Gun Violence Victims Week is February 1-7, ending one week before the anniversary of the events in MSD. The community is still healing after three years. I see a psychologist once a week and have been diagnosed with PTSD. I get very nervous in crowds. I do not like to be surprised. I do not like loud noises. Dislike fireworks. I do not sleep well. I come to work at MSD every day because I know it is what I have to do for myself, my students, and the community.
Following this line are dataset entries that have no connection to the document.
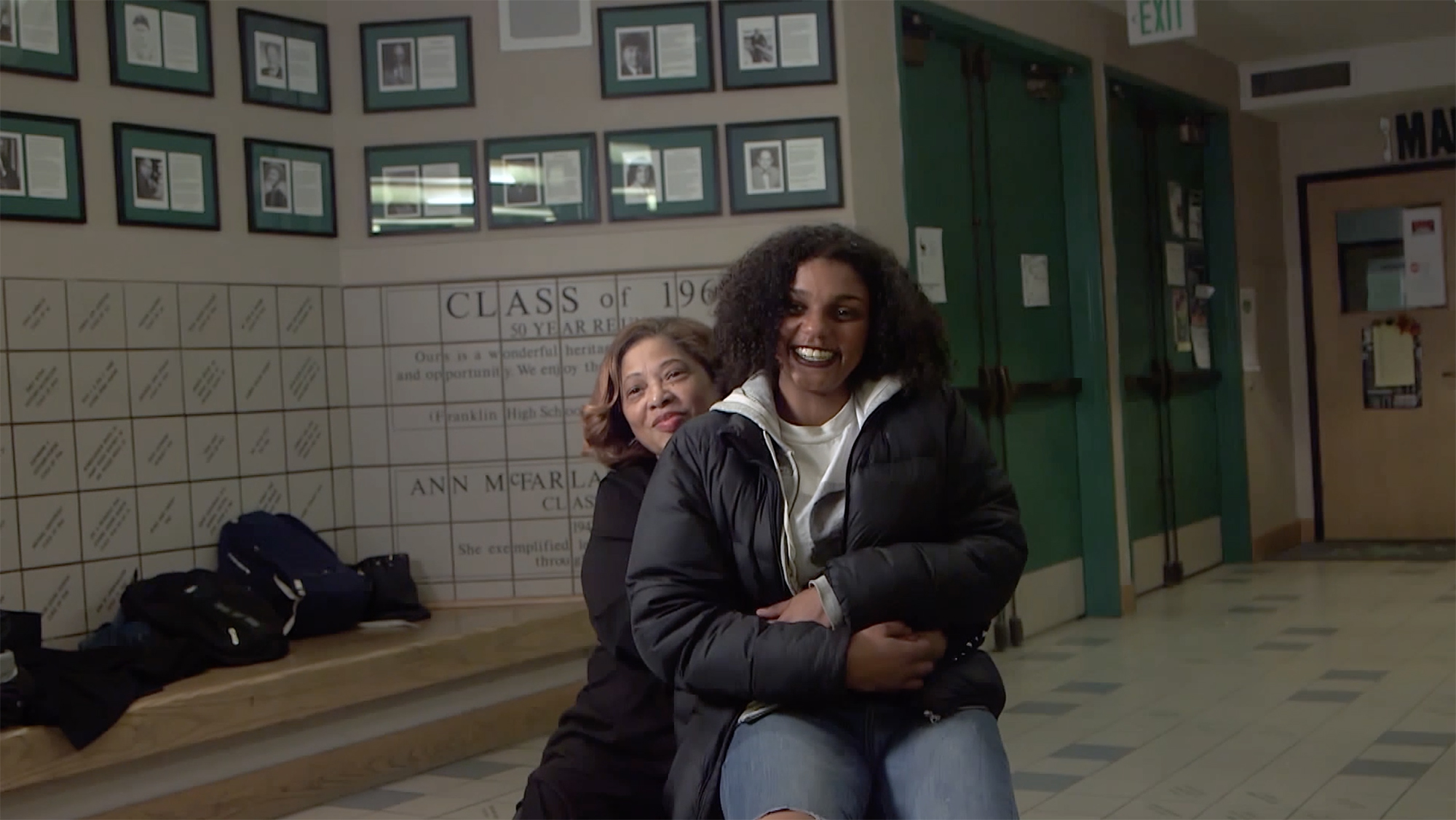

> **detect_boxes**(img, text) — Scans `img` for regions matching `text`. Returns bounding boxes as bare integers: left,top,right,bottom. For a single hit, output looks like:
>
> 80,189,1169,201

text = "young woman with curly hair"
628,226,1026,819
515,319,722,820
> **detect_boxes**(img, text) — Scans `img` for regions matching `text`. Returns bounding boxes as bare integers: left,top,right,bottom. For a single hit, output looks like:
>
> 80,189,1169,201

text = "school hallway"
294,561,1456,820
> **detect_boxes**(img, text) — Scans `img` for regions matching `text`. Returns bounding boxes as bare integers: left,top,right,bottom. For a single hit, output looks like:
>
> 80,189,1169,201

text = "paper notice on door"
1401,205,1446,309
1372,325,1415,387
914,226,945,303
1163,242,1188,288
1168,288,1192,354
1190,300,1213,371
1021,253,1051,307
1168,182,1185,239
1239,288,1259,374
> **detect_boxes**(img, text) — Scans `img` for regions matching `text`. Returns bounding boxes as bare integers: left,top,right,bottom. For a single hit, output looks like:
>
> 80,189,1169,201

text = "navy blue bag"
217,510,373,638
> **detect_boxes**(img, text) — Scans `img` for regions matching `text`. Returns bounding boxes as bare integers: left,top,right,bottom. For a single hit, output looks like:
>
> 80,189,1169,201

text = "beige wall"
1261,89,1456,519
0,0,335,285
842,0,1303,549
328,0,850,285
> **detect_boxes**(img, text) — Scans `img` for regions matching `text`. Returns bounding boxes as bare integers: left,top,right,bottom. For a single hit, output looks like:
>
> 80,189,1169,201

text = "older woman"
515,319,719,819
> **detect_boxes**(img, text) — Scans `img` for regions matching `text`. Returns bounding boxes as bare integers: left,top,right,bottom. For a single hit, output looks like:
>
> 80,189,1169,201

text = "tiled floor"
297,561,1456,820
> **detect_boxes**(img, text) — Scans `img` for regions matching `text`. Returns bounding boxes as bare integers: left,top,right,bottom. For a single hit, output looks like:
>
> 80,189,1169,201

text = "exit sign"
1127,0,1198,45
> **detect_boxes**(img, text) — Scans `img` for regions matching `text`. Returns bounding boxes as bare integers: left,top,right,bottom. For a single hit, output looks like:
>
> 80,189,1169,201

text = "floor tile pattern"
296,561,1456,820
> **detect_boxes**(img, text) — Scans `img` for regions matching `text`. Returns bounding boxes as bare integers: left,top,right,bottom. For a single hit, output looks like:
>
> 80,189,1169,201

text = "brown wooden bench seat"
0,602,594,817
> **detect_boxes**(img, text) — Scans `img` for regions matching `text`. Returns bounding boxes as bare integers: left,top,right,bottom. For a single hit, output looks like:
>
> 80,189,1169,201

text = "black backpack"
217,510,373,638
121,570,288,666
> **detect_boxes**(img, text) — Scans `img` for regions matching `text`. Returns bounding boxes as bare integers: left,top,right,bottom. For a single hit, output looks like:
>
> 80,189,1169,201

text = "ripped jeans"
718,702,1018,820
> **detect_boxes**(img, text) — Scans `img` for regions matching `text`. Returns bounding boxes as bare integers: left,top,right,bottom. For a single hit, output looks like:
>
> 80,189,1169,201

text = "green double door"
901,35,1085,644
1108,81,1230,593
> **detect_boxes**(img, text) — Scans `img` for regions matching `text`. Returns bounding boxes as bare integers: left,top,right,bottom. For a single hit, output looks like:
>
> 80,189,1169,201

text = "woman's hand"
756,586,830,626
844,621,945,692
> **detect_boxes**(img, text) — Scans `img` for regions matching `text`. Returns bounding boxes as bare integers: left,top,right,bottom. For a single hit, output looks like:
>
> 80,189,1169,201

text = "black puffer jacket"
628,389,1026,817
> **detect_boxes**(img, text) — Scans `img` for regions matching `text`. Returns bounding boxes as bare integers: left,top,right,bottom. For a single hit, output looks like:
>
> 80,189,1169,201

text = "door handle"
996,365,1016,418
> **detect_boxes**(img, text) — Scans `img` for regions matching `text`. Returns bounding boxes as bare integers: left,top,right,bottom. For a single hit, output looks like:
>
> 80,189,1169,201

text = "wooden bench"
0,602,596,817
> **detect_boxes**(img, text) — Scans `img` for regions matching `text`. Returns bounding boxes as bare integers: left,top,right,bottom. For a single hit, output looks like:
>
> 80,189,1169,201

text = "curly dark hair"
713,226,951,393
I can never go back to the person I was before February 14, 2018 at 2:20pm. I am forever changed because of one person's actions. That is why I refuse to stand idly by and let Green continue to make false statements to her constituents and the American people. She needs to be admonished. She needs to be removed from all committee appointments. She needs to resign from Congress (opens in new tab). We need to know that her lies and conspiracies will never take away from our lived experience as survivors. The 17 lives we lost will live on in our hearts forever.